ROME — The Holy See’s website was shut down for many hours Wednesday by a cyber-attack after the Vatican offended both Russia and China in past days.

The Vatican site remained inaccessible until late Wednesday, due to what Holy See spokesman Matteo Bruni called “abnormal access attempts” by unknown hackers.

On Monday, the Jesuit-run America magazine published an interview with Pope Francis in which the pontiff said that the “cruelest” soldiers in the war on Ukraine are not native Russians but rather ethnic minorities such as Chechens and Buryati.

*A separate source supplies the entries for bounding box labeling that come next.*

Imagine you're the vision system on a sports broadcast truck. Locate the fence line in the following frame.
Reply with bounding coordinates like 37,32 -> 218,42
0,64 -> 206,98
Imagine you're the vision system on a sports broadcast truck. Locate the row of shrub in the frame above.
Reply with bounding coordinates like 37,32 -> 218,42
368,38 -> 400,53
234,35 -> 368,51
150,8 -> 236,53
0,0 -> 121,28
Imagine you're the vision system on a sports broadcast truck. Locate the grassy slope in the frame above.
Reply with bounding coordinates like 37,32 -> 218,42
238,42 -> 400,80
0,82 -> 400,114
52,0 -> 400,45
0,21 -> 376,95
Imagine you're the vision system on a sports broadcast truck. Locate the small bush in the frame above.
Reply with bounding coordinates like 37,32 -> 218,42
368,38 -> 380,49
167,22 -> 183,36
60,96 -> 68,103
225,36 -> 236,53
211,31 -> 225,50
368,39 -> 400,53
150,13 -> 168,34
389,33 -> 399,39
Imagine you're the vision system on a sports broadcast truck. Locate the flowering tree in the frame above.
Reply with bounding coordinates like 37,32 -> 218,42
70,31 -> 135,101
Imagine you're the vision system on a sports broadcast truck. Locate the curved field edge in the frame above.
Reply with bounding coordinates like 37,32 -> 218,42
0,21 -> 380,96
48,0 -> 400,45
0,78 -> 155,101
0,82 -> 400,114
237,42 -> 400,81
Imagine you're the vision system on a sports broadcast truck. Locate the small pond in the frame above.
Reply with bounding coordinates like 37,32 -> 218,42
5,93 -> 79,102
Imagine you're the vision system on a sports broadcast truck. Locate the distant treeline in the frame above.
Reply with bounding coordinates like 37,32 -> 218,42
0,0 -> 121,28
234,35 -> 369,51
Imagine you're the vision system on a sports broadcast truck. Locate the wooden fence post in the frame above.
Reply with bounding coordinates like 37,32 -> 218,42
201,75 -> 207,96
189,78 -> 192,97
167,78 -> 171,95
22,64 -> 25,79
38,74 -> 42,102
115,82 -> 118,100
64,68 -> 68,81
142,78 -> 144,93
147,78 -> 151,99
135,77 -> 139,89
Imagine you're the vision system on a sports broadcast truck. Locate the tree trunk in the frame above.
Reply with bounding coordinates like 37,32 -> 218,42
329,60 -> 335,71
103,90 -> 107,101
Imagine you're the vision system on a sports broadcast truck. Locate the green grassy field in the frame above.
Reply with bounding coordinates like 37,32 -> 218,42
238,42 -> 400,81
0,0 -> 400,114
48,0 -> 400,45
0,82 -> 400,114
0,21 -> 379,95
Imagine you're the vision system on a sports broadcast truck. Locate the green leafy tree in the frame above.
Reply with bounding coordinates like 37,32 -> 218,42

The pope’s comments were met with fury by the Russian government, which accused Francis of “Russophobia,” “race-baiting” and trying to divide the Russian people.

Meanwhile, the Vatican accused Beijing of violating its 2018 bilateral agreement with the Holy See on the appointment of bishops by demoting a bishop of the underground Church, relocating him as an “auxiliary bishop” in a newly created diocese not recognized by Rome.

Cyber-hacking the Vatican’s computer network in retaliation for perceived affronts or to obtain classified information is nothing new.

In 2015, Turkish hackers knocked out the Vatican website twice in the space of 24 hours after Pope Francis described the Turkish massacre of 1.5 million Armenians in 1915 as “the first genocide of the twentieth century.”

File/The Vatican’s wearable ‘eRosary’ smart device and a tablet featuring an app for guided prayer are pictured on October 15, 2019. The “Click to Prayer eRosary” is a device in the shape of a cross that syncs to a free app that tracks a user’s progress, targeted to young people as a tool to educate about praying the rosary. (CATHERINE MARCIANO/AFP via Getty)

A tweet written in Turkish on the “Techworm” Twitter feed stated: “Dear Pope you should have defended your website as much as you defended the Armenians.”

In 2020, the U.S.-based cybersecurity firm Recorded Future revealed that Chinese state-sponsored cyber-hackers had infiltrated the Vatican’s computer networks just as the Holy See was entering into discussions with Beijing over the renewal of their 2018 accord.

Recorded Future said that hackers had targeted both the Vatican and the Holy See’s Study Mission to China, a group of Hong Kong-based Vatican diplomats who were negotiating the Church’s status in China.

Several months after its initial report, Recorded Future issued a second report in which it declared that Beijing’s hacking of Vatican computers had continued unabated, despite extensive international publicity.

Following this week’s attack on the Vatican, Ukrainian Ambassador to the Holy See Andrii Yurash was quick to point the finger at Russia.

“Russian terrorists reach today sites of City State Vatican: many on-line pages of different structures of Roman Curia have become inaccessible!” Yurash tweeted Wednesday evening.

Russian hackers “demonstrate one more time the true face of Russian politics,” he wrote, adding that the attack came in response to the pope’s latest comments.”